The Indian Navy’s (IN’s) longstanding plan to build and commission its second indigenous aircraft carrier (IAC-2) into service by 2030–32 has been further postponed due to steadily declining budgets, technological hurdles, and, above all, enduring delays by the Ministry of Defence (MoD) in approving the programme.
The proposed 65,000–70,000 tonne conventionally powered ‘flat top’ carrier – tentatively named Vishal (Grand) – capable of embarking 50–60 fixed- and rotary-wing platforms, attaining speeds of up to 30 kt, and projected to cost INR800–900 billion (USD11.65–13 billion) – is part of the IN’s Maritime Capability Perspective Plan (MCCP).
First announced in 2005 and later updated for the 15-year period until 2027, the MCPP envisages the IN fielding three carrier battle groups (CBGs): one for each seaboard and one in reserve. For the IN, CBGs incorporate its ‘sea control’ approach to regional power projection, helping shape the regional security environment and countering Chinese plans of fielding 5–6 carriers in the strategically vital Indian Ocean Region (IOR).

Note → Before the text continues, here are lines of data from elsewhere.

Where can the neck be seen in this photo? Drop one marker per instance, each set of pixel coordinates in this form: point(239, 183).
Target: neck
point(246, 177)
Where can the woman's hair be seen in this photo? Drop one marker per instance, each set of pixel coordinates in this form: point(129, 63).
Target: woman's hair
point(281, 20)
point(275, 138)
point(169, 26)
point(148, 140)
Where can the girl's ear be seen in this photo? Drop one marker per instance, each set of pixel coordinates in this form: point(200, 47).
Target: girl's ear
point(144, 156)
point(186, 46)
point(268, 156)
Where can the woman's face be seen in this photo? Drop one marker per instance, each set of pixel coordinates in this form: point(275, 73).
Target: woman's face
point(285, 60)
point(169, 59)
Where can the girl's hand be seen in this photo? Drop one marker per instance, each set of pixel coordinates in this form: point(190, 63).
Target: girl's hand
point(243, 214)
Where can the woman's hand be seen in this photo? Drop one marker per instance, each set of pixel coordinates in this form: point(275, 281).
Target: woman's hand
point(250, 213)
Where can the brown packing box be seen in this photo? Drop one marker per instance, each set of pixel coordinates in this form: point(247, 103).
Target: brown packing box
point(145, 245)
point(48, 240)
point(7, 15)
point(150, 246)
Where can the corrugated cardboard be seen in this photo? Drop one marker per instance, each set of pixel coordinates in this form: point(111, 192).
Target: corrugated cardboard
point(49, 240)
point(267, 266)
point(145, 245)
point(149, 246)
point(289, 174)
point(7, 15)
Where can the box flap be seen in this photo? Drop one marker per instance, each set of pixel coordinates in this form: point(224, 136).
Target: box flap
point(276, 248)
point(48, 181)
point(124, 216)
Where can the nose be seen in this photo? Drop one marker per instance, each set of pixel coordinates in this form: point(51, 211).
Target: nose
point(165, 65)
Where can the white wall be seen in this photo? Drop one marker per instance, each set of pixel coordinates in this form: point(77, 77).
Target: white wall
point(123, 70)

“The government needs to urgently take a call on approving the IAC-2, as that will determine whether or not China dominates India in the IOR,” former IN chief of staff Admiral Arun Prakash told Jane’s. If not, India will end up playing a subsidiary role in this region, he added.
The IN currently has just one aircraft carrier in operation: the 44,000-tonne refurbished Kiev-class carrier INS Vikramaditya (ex- Admiral Gorshkov ), with its MiG-29K/KuB (Fulcrum-D) fighter group. INS Viraat (ex-HMS Hermes ), the service’s second 23,900-tonne Centaur-class carrier, was decommissioned in March 2017 following 30 years of service.
By 2018–19, Vikramaditya was to have been supplemented by INS Vikrant, the 37,000-tonne Project 71 carrier with a short take-off but arrested recovery (STOBAR) configuration that has been under construction since 2009 at Cochin Shipyard Limited, southern India.